4.3 Upon termination or expiration of this Agreement, Higher Logic shall have no obligation to retain any Subscriber Data and will delete the Subscriber Data not later than fifteen (15) days following such expiration or termination unless Higher Logic is required to retain such Subscriber Data by Applicable Laws or pursuant to a court order or request of a regulatory authority.
Higher Logic does not warrant that the Software Services will be uninterrupted or error free; nor does it make any warranty as to the results that may be obtained from use of the Software Services. EXCEPT AS EXPRESSLY SET FORTH IN THIS SECTION, THE SOFTWARE SERVICES AND PROFESSIONAL SOFTWARE SERVICES ARE PROVIDED “AS IS” AND HIGHER LOGIC DISCLAIMS ALL WARRANTIES, EXPRESS OR IMPLIED, INCLUDING, BUT NOT LIMITED TO, IMPLIED WARRANTIES OF MERCHANTABILITY AND FITNESS FOR A PARTICULAR PURPOSE AND NONINFRINGEMENT.

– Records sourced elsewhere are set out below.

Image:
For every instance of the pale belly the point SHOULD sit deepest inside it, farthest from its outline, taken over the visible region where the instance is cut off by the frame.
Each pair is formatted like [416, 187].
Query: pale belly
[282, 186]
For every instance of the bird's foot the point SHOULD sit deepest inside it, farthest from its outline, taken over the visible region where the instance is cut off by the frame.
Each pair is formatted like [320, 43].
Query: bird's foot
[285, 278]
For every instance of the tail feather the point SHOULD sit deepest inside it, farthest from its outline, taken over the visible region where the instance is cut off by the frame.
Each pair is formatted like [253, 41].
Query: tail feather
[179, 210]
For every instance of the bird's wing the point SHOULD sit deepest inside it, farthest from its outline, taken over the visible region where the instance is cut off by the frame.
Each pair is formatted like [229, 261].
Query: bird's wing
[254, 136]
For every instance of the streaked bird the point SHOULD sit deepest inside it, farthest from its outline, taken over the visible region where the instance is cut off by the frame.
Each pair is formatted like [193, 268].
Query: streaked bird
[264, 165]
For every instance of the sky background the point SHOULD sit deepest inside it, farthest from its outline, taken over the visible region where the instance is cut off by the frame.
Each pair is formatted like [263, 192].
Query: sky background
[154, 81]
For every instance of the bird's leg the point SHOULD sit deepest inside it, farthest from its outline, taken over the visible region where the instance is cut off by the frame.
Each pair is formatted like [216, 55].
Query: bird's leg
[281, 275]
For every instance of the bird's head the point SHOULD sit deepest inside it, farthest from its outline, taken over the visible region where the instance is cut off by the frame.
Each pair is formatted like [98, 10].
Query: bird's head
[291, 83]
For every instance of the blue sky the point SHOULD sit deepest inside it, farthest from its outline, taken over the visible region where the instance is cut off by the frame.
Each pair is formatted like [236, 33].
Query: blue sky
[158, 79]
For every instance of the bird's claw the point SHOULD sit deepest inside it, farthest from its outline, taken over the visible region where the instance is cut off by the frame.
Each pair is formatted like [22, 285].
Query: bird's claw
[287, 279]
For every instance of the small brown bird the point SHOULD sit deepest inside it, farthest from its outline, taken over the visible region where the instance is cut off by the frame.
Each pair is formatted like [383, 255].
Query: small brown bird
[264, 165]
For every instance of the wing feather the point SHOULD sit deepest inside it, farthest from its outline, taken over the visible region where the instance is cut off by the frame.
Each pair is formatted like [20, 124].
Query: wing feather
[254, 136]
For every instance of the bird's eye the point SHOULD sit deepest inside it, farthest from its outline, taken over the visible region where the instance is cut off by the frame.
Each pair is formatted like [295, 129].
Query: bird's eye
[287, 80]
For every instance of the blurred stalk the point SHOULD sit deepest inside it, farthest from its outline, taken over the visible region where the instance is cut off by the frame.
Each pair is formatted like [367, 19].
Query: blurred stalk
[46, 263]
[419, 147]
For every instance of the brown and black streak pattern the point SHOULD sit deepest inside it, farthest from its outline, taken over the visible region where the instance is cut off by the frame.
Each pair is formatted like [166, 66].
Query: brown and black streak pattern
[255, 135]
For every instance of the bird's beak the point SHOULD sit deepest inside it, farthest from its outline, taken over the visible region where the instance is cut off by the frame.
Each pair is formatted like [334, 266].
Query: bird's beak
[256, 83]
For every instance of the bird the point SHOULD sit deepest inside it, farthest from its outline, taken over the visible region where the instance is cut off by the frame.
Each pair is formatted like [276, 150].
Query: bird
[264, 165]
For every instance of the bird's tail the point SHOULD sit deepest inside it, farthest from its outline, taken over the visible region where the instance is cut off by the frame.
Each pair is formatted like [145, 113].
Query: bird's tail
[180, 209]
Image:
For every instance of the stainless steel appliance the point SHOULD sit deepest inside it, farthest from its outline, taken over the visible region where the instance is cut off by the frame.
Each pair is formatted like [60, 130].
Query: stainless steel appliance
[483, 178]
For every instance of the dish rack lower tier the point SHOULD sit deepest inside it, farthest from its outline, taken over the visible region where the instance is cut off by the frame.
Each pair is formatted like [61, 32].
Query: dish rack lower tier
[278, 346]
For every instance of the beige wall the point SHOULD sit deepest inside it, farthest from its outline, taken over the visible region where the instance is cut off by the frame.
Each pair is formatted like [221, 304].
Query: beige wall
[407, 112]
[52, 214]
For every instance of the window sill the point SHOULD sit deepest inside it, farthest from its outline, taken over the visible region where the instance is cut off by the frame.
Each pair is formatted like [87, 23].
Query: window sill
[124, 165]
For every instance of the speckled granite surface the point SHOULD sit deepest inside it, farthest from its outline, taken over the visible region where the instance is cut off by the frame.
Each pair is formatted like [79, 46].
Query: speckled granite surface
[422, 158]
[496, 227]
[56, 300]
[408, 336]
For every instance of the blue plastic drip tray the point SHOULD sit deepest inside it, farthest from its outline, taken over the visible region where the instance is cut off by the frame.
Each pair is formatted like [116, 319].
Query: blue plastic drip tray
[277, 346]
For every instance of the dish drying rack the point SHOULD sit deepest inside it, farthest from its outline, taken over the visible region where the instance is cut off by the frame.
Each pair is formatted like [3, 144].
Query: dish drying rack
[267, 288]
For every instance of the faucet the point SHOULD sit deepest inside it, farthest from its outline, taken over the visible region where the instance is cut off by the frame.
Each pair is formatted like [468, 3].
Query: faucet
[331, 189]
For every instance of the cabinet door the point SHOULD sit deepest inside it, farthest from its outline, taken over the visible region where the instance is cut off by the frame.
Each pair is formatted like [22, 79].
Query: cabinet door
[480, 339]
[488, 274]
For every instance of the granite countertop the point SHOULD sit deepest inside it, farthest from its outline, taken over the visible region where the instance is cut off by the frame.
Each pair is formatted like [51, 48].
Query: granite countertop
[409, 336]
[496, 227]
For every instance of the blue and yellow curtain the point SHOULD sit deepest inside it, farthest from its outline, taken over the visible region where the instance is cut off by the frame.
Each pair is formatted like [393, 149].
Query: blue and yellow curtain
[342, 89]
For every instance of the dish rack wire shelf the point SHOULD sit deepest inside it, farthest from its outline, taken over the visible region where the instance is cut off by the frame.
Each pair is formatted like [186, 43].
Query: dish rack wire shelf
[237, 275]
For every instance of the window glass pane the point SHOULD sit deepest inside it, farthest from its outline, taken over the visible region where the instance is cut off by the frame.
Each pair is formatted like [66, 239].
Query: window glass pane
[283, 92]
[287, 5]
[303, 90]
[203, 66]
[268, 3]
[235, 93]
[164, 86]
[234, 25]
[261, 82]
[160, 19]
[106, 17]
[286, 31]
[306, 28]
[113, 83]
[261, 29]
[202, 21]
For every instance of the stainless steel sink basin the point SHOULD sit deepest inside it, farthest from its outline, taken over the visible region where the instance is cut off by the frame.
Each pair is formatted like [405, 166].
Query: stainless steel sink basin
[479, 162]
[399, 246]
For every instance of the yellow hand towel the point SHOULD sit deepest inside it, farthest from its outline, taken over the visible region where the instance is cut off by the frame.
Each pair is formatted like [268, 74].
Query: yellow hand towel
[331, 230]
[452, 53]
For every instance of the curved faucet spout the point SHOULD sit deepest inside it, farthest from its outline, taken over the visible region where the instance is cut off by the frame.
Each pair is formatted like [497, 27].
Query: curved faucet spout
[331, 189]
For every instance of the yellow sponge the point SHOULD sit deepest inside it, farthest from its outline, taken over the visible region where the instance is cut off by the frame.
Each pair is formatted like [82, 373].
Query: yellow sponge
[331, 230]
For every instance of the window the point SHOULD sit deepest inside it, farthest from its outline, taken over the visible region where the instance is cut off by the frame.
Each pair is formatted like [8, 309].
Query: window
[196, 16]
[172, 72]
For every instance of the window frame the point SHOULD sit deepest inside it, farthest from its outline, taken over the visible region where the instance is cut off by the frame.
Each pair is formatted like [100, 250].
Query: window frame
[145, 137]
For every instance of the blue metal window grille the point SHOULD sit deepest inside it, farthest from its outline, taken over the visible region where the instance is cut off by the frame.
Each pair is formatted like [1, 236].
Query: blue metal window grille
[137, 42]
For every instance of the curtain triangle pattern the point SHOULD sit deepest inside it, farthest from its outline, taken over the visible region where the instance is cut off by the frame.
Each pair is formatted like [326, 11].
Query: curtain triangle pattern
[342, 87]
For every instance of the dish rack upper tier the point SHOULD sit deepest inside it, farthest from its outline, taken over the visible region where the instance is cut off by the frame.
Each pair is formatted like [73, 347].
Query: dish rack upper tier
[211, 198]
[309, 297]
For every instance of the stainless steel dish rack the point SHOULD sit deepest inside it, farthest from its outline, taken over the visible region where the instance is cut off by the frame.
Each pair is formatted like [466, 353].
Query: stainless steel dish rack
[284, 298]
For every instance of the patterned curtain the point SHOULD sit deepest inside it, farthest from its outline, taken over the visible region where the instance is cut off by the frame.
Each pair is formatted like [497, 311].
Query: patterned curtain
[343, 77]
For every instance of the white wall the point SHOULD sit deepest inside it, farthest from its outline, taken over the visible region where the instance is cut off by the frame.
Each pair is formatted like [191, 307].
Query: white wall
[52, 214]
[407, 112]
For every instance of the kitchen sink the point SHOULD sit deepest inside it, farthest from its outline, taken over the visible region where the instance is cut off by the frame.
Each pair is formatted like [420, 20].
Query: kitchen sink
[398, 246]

6. LIMITATION OF LIABILITY
NOTWITHSTANDING ANYTHING TO THE CONTRARY, EXCEPT FOR BODILY INJURY OF A PERSON, HIGHER LOGIC AND ITS SUPPLIERS (INCLUDING BUT NOT LIMITED TO ALL EQUIPMENT AND TECHNOLOGY SUPPLIERS), OFFICERS, AFFILIATES, REPRESENTATIVES, CONTRACTORS AND EMPLOYEES SHALL NOT BE RESPONSIBLE OR LIABLE WITH RESPECT TO ANY SUBJECT MATTER OF THIS AGREEMENT OR TERMS AND CONDITIONS RELATED THERETO UNDER ANY CONTRACT, NEGLIGENCE, STRICT LIABILITY OR OTHER THEORY: (A) FOR ERROR OR INTERRUPTION OF USE OR FOR LOSS OR INACCURACY OR CORRUPTION OF DATA OR COST OF PROCUREMENT OF SUBSTITUTE GOODS, SERVICES OR TECHNOLOGY OR LOSS OF PROFITS OR BUSINESS; (B) FOR ANY INDIRECT, EXEMPLARY, INCIDENTAL, SPECIAL OR CONSEQUENTIAL DAMAGES; (C) FOR ANY MATTER BEYOND HIGHER LOGIC’S REASONABLE CONTROL; OR (D) FOR ANY AMOUNTS THAT, TOGETHER WITH AMOUNTS ASSOCIATED WITH ALL OTHER CLAIMS, EXCEED THE FEES PAID BY SUBSCRIBER TO HIGHER LOGIC FOR THE SOFTWARE SERVICES UNDER THIS AGREEMENT IN THE 12 MONTHS PRIOR TO THE ACT THAT GAVE RISE TO THE LIABILITY, IN EACH CASE, WHETHER OR NOT HIGHER LOGIC HAS BEEN ADVISED OF THE POSSIBILITY OF SUCH DAMAGES.

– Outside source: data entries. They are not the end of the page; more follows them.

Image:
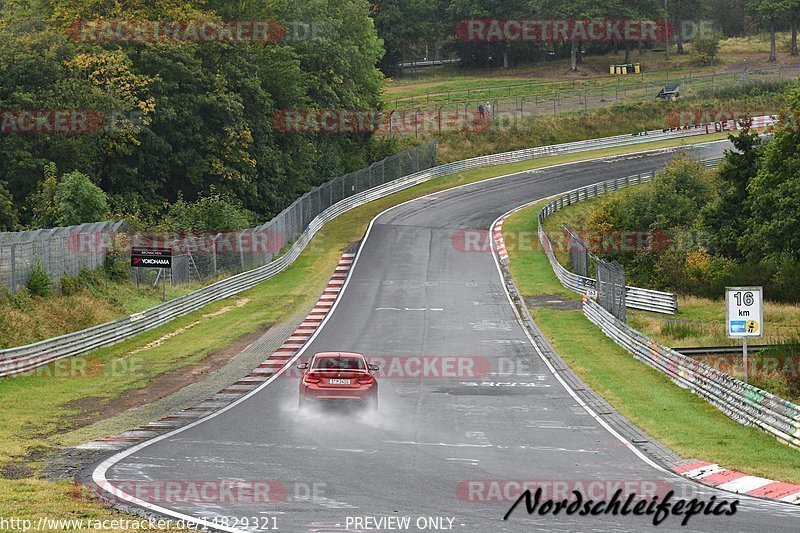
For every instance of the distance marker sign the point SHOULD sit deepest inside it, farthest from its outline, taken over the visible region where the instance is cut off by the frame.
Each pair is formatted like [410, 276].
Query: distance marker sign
[151, 257]
[743, 312]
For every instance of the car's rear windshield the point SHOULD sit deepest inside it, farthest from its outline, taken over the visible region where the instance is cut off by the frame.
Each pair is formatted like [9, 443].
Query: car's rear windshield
[338, 363]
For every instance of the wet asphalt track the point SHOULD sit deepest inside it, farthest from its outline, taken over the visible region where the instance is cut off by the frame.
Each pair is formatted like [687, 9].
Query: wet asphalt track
[412, 292]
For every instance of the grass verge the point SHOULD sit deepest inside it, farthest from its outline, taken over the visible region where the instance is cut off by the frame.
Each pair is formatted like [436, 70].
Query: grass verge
[701, 321]
[683, 421]
[30, 429]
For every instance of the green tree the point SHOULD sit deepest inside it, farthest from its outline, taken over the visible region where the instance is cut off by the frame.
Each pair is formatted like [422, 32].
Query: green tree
[774, 193]
[44, 203]
[706, 44]
[80, 200]
[769, 13]
[405, 26]
[727, 216]
[211, 214]
[9, 216]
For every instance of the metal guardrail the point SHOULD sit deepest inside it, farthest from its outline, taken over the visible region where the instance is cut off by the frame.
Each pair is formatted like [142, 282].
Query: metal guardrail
[742, 402]
[635, 297]
[30, 356]
[752, 349]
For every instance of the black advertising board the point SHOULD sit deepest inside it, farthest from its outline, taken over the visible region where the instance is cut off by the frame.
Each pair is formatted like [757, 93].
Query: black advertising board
[151, 257]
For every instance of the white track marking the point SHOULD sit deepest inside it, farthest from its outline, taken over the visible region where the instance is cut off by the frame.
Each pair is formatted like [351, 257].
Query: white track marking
[99, 474]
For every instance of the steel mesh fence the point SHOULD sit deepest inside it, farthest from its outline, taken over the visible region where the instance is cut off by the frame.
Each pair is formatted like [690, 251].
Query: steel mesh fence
[60, 251]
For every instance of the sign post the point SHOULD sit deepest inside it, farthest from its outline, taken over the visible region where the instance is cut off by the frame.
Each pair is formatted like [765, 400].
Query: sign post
[153, 258]
[744, 317]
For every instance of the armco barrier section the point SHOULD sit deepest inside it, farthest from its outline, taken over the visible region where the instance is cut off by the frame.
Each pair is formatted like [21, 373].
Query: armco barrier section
[740, 401]
[24, 358]
[635, 297]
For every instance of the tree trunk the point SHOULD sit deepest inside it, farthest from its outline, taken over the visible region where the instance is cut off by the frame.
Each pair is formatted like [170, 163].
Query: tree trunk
[773, 55]
[573, 56]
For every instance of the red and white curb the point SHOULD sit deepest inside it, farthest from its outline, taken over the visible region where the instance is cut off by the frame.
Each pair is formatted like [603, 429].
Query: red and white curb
[499, 243]
[231, 393]
[716, 476]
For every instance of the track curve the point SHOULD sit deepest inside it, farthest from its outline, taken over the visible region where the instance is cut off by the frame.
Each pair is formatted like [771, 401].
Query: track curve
[412, 292]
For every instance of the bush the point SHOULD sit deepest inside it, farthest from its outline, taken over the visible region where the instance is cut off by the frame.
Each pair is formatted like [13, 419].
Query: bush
[39, 282]
[706, 45]
[117, 267]
[80, 200]
[86, 279]
[70, 285]
[213, 213]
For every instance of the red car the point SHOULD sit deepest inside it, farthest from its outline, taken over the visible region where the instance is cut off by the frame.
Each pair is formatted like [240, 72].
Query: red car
[338, 376]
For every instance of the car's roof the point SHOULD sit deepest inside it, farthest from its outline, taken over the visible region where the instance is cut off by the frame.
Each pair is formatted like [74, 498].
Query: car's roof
[338, 354]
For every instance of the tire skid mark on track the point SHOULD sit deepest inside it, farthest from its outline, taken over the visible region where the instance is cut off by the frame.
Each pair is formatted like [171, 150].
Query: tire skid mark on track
[246, 384]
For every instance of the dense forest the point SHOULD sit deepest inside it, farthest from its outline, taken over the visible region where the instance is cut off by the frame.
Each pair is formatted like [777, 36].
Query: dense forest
[427, 26]
[179, 120]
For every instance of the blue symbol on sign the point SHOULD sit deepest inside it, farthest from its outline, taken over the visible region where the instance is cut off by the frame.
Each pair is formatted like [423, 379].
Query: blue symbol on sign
[738, 326]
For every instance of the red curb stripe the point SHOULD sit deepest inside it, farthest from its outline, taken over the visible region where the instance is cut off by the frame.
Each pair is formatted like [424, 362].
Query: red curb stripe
[691, 466]
[775, 490]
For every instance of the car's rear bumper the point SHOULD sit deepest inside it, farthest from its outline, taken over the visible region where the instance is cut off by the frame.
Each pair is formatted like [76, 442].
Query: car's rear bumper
[318, 394]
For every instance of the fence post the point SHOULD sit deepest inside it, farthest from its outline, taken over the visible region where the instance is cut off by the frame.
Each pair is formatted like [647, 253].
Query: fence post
[13, 268]
[214, 254]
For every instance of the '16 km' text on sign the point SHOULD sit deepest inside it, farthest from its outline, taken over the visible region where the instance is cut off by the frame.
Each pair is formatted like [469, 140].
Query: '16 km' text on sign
[151, 257]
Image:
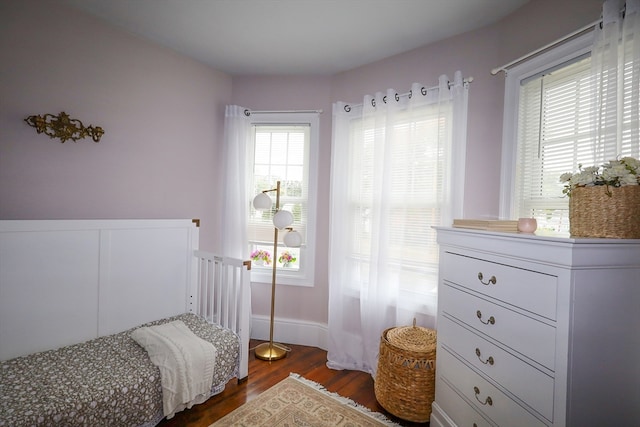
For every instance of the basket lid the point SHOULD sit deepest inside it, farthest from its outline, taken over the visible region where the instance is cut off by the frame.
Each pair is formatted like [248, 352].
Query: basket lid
[412, 338]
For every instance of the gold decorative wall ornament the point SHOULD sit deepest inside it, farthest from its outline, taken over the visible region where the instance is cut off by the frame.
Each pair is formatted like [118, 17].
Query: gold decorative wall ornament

If any provision of this Agreement is found to be unenforceable or invalid, that provision will be limited or eliminated to the minimum extent necessary so that this Agreement will otherwise remain in full force and effect and enforceable. This Agreement is not assignable, transferable or sublicensable by Subscriber except with Higher Logic’s prior written consent. Higher Logic may transfer and assign any of its rights and obligations under this Agreement without consent. This Agreement is the complete and exclusive statement of the mutual understanding of the parties and supersedes and cancels all previous written and oral agreements, communications and other understandings relating to the subject matter of this Agreement, and that all waivers and modifications must be in a writing signed by both parties, except as otherwise provided herein. No agency, partnership, joint venture, or employment is created as a result of this Agreement and Subscriber does not have any authority of any kind to bind Higher Logic in any respect whatsoever. In any action or proceeding to enforce rights under this Agreement, the prevailing party will be entitled to recover costs and attorneys’ fees. All notices under this Agreement will be in writing and will be deemed to have been duly given when received, if personally delivered; when receipt is electronically confirmed, if transmitted by facsimile or e-mail; the day after it is sent, if sent for next day delivery by recognized overnight delivery service; and upon receipt, if sent by certified or registered mail, return receipt requested. This Agreement shall be governed by the laws of the State of Delaware without regard to its conflict of laws provisions.